In-house advocacy teams at law firms are more ‘modern, efficient and cost effective’ than traditional chambers, a City practice has said, predicting growth in the number of law firms recruiting barristers.
Jason Ford, chief executive of DWF’s ‘Connected Services’ offering, told that Gazette that the legal market is changing ‘rapidly’ and that clients now seek ‘end-to-end solutions’.
‘The profession has been split for hundreds of years but it’s slightly artificial to have a solicitor running a case, but when it comes to needing representation in court then it must done by a separate organisation,’ Ford said. ‘Having a barrister in your stable rather than as someone you have to instruct at arm’s length makes life dramatically better, both for the solicitor involved and also for the client.’

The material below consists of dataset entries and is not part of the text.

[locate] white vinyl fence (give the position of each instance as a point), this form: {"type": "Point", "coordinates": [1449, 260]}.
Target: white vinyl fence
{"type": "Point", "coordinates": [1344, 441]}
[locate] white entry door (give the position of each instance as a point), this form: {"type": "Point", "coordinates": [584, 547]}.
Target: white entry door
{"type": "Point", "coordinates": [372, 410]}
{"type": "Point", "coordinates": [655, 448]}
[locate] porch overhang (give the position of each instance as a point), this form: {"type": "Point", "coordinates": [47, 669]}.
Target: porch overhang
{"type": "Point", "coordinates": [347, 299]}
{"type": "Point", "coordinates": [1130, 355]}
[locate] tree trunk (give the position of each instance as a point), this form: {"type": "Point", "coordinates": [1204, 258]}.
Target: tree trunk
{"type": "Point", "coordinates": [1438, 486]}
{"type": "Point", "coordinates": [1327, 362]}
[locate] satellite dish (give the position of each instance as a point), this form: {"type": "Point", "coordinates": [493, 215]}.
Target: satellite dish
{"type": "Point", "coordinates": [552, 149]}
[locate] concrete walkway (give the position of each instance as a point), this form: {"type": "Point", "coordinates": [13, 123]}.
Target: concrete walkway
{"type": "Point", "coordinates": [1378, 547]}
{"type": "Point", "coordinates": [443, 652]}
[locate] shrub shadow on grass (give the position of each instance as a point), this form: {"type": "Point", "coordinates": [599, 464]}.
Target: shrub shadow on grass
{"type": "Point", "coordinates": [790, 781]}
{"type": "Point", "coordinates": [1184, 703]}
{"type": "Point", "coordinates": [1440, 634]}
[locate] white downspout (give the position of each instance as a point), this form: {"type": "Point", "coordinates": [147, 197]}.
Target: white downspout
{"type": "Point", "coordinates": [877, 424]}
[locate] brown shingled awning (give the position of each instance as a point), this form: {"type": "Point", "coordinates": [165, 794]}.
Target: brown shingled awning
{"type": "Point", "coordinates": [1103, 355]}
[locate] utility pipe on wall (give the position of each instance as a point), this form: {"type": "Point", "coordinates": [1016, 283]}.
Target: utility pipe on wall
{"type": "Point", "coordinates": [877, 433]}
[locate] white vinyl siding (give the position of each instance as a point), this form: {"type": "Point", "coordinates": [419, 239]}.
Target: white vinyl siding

Ford predicted that other City practices will create their own in-house chambers in the near future. ‘We are already seeing that other firms…are looking at our model and thinking “that’s a good model” and looking to replicate it,’ he said.
Stephen Pritchett, new head of DWF’s in-house advocacy team, said he is looking to recruit more barristers to ensure a spread of expertise, including in commercial litigation and employment law.
‘Are we going to replace external chambers? The answer is almost certainly no. That’s not our aim. There will always be a place for external chambers and there will always be a place for specialist advocates,’ Pritchett said.
‘But the vast majority of cases that come our way are through our big providers – insurance companies, multi-nationals – where they are sending a lot of bulk work through. There’s a huge attraction to being able to deal with that “ordinary” type work that doesn’t require that external specialisation.’
Pritchett joins DWF from 23 Essex Street Chambers. He was called to the Bar in 1989.